A total of 220 real case and 334 real control breast cancer data are used to test IBBFS and identify significant SNP combinations. We used the odds ratio (OR) as a quantitative measure to estimate the associated cancer risk of multiple SNP combinations to identify the complex biological relationships underlying the progression of breast cancer, i.e., the most likely SNP combinations. Experimental results show the estimated odds ratio of the best SNP combination with genotypes is significantly smaller than 1 (between 0.165 and 0.657) for specific SNP combinations of the tested SNPs in the low risk groups.
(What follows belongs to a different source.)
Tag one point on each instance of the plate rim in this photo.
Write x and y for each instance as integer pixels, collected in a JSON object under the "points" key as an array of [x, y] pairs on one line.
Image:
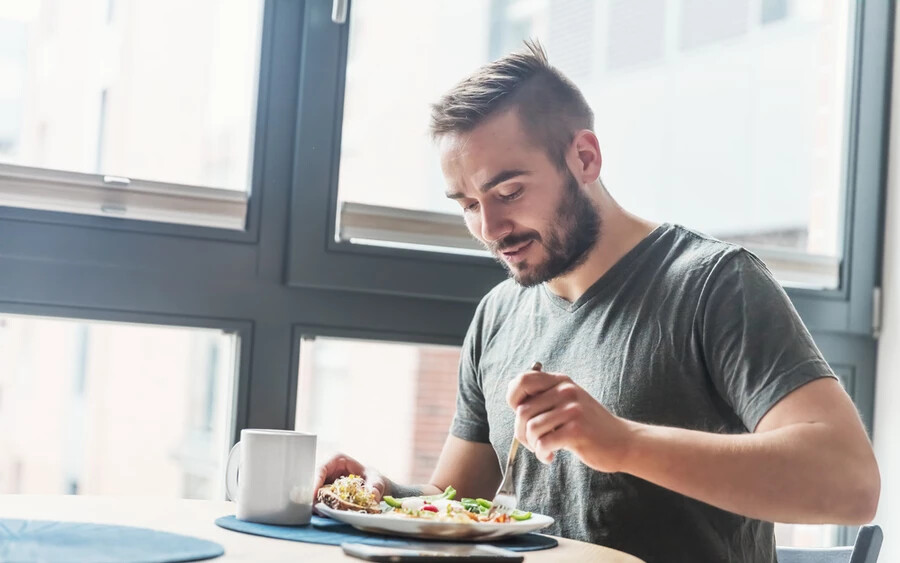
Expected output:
{"points": [[488, 527]]}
In the high risk groups, predicted SNP combinations with genotypes are significantly greater than 1 (between 2.384 and 6.167) for specific SNP combinations of the tested SNPs.
This study proposes an effective high-speed method to analyze SNP-SNP interactions in breast cancer association studies. A number of important SNPs are found to be significant for the high/low risk group. They can thus be considered a potential predictor for breast cancer association.